COPERTURA TV IN DIRETTA

Saranno trasmesse in diretta sui monitor nella Sala delle telecomunicazioni, nella Sala dei giornalisti e nell’Aula Giovanni Paolo II della Sala Stampa della Santa Sede:
- Sabato 10 ottobre 2009 (ore 18.00): Preghiera del Rosario con gli Universitari degli Atenei Romani (Aula Paolo VI)
- Domenica 11 ottobre 2009 (ore 10.00): Solenne Concelebrazione Eucaristica con Canonizzazione (Piazza San Pietro)
- Martedì 13 ottobre 2009 (ore 09.00): Parte della Congregazione Generale in cui viene svolta la Relatio post disceptationem
- Domenica 25 ottobre 2009 (ore 09.30): Solenne Concelebrazione della Santa Messa a conclusione del Sinodo (Basilica di San Pietro)

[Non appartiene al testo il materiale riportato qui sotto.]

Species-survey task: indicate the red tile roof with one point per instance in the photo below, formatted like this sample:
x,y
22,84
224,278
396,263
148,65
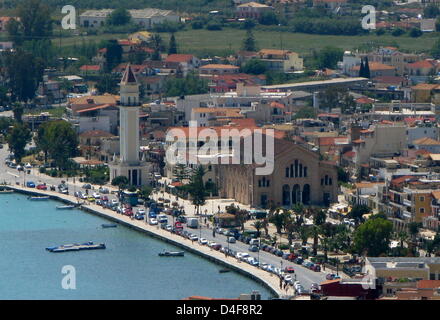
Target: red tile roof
x,y
179,58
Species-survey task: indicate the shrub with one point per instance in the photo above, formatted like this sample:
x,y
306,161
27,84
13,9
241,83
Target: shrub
x,y
397,32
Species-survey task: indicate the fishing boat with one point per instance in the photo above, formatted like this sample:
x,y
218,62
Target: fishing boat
x,y
109,225
67,207
172,254
39,198
76,247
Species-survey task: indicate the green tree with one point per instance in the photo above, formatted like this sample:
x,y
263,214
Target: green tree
x,y
157,45
328,57
373,236
34,21
62,141
17,139
431,11
145,192
197,188
18,110
24,72
118,17
180,171
254,66
268,18
107,83
172,47
357,211
249,43
120,181
435,51
415,32
113,55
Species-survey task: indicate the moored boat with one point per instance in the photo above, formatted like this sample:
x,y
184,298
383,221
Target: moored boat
x,y
172,254
39,198
67,207
109,225
76,247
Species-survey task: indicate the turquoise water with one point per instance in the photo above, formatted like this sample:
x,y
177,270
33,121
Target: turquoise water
x,y
128,269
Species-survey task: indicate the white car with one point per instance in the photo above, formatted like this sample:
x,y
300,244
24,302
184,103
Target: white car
x,y
211,244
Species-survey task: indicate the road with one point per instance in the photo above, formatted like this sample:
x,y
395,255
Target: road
x,y
304,275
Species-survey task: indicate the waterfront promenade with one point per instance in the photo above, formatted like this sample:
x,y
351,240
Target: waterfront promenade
x,y
269,280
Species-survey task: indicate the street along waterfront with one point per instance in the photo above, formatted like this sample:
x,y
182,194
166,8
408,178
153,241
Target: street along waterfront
x,y
129,267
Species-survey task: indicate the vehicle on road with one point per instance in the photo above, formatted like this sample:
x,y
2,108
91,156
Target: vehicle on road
x,y
103,190
289,270
192,223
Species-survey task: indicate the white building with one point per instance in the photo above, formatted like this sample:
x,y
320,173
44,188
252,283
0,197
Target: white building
x,y
129,164
146,18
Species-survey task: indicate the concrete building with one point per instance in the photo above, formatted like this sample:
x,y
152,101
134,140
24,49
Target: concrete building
x,y
252,10
421,268
281,60
146,18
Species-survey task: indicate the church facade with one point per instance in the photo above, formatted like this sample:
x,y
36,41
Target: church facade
x,y
299,176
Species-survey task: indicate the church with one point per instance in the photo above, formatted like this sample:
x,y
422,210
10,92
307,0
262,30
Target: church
x,y
299,176
129,163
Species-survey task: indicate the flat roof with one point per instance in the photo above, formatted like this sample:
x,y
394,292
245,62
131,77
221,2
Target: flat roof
x,y
315,83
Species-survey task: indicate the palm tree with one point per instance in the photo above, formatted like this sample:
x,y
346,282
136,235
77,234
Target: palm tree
x,y
258,225
265,226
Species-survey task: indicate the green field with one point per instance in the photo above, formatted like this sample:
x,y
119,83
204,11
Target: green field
x,y
204,42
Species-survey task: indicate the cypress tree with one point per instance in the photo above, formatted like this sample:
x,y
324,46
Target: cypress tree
x,y
362,69
367,68
173,46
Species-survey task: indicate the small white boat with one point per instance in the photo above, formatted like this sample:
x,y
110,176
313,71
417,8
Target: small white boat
x,y
67,207
39,198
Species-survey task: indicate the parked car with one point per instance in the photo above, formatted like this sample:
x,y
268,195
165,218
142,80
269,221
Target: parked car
x,y
41,187
289,270
30,184
103,190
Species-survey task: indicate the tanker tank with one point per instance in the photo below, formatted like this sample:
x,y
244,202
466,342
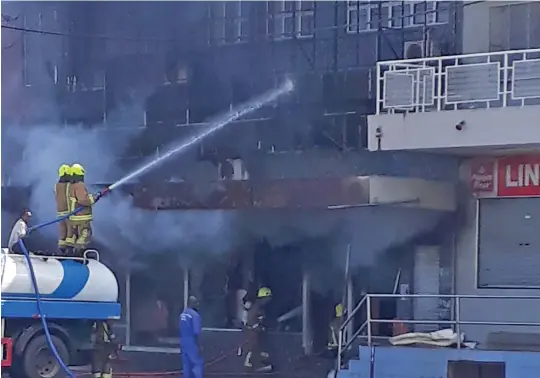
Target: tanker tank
x,y
85,280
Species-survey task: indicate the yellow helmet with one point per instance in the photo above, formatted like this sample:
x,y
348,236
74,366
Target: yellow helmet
x,y
339,310
77,170
64,170
264,292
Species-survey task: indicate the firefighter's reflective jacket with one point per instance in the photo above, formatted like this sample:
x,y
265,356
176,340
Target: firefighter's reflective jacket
x,y
61,193
78,196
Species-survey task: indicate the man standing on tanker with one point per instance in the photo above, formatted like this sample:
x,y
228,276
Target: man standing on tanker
x,y
61,193
81,221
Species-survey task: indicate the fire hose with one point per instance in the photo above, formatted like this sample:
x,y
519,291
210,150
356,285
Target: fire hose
x,y
50,343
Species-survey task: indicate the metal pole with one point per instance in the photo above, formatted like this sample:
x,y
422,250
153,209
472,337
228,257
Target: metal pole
x,y
128,308
307,339
350,307
458,327
368,317
186,286
340,349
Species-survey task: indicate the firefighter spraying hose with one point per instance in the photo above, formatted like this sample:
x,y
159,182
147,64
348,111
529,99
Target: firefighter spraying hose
x,y
218,124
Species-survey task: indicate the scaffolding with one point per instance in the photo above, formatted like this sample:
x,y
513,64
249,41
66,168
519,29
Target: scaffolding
x,y
329,48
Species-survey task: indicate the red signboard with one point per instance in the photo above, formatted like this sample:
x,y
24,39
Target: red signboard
x,y
482,175
519,176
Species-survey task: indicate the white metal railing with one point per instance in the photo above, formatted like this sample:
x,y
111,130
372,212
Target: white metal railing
x,y
488,80
456,323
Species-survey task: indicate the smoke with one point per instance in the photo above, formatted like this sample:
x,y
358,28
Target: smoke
x,y
118,225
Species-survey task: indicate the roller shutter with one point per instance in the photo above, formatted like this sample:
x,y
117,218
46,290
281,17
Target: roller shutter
x,y
509,242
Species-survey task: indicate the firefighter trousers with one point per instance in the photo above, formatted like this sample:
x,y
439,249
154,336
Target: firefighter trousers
x,y
81,234
257,357
101,361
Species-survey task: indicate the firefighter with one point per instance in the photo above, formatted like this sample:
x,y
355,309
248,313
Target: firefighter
x,y
104,349
257,357
335,325
190,331
82,221
19,232
61,193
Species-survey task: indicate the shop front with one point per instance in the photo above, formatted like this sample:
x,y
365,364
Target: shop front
x,y
498,250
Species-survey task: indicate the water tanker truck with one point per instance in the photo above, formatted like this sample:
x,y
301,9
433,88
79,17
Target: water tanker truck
x,y
74,293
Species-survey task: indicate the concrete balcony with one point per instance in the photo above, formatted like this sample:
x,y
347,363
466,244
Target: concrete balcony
x,y
458,104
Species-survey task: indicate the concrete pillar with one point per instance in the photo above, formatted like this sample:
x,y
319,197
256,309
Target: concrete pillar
x,y
186,286
350,307
307,337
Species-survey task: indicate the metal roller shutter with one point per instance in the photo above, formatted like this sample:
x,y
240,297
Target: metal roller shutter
x,y
509,242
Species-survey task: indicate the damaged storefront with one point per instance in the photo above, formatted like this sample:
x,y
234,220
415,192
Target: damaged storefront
x,y
293,237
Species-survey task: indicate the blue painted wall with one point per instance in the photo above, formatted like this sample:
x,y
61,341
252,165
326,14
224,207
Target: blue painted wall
x,y
403,362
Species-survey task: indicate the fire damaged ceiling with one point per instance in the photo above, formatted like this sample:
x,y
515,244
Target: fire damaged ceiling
x,y
317,193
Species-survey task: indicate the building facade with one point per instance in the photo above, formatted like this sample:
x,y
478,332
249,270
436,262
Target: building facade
x,y
480,106
149,74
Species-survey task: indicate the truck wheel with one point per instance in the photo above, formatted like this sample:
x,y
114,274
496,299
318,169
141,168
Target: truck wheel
x,y
38,360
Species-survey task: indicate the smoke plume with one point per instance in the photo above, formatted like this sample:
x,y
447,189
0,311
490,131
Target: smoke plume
x,y
118,224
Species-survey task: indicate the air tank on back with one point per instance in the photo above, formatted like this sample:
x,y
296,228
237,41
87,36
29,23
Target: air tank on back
x,y
58,278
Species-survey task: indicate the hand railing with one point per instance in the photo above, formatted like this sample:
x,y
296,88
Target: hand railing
x,y
345,341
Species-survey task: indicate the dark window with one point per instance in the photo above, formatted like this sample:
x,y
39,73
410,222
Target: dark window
x,y
514,26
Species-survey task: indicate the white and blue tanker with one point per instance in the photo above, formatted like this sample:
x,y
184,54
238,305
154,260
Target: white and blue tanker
x,y
74,293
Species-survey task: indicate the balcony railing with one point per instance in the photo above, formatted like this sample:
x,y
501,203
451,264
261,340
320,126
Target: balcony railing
x,y
489,80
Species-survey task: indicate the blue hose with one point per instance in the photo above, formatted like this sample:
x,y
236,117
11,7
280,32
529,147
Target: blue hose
x,y
42,316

Eventuali variazioni saranno pubblicate appena possibile.

NOTIZIARIO TELEFONICO

Durante il periodo sinodale sarà in funzione un notiziario telefonico:
- +39-06-698.19 con il Bollettino ordinario della Sala Stampa della Santa Sede;
- +39-06-698.84051 con il Bollettino del Sinodo dei Vescovi, antimeridiano;
- +39-06-698.84877 con il Bollettino del Sinodo dei Vescovi, pomeridiano.

ORARIO DI APERTURA DELLA SALA STAMPA DELLA SANTA SEDE

La Sala Stampa della Santa Sede, in occasione della II Assemblea Speciale per l’Africa del Sinodo dei Vescovi resterà aperta fino al 25 ottobre 2009 secondo il seguente orario:
- Da lunedì 5 ottobre a venerdì 9 ottobre: ore 09.00 - 16.00- Sabato 10 ottobre: ore 09.00-19.00
- Domenica 11 ottobre: ore 09.00 - 13.00
- Lunedì 12 ottobre: ore 09.00 - 16.00
- Martedì 13 ottobre: ore 09.00 - 20.00
- Da mercoledì 14 ottobre a sabato 17 ottobre: ore 09.00 - 16.00
- Domenica 18 ottobre: ore 11.00 - 13.00
- Da lunedì 19 ottobre a sabato 24 ottobre: ore 09.00 - 16.00
- Domenica 25 ottobre: ore 09.00 - 13.00

Il personale dell’Ufficio informazioni e accreditamento sarà a disposizione (nell’ingresso a destra):
- Lunedì-Venerdì: ore 09.00-15.00
- Sabato: ore 09.00-14.00

Eventuali cambiamenti saranno comunicati appena possibile, tramite annuncio nella bacheca della Sala dei giornalisti nella Sala Stampa della Santa Sede, nel Bollettino informativo della Commissione per l’informazione della II Assemblea Speciale per l’Africa del Sinodo dei Vescovi e nell’area Comunicazioni di servizio del sito Internet della Santa Sede.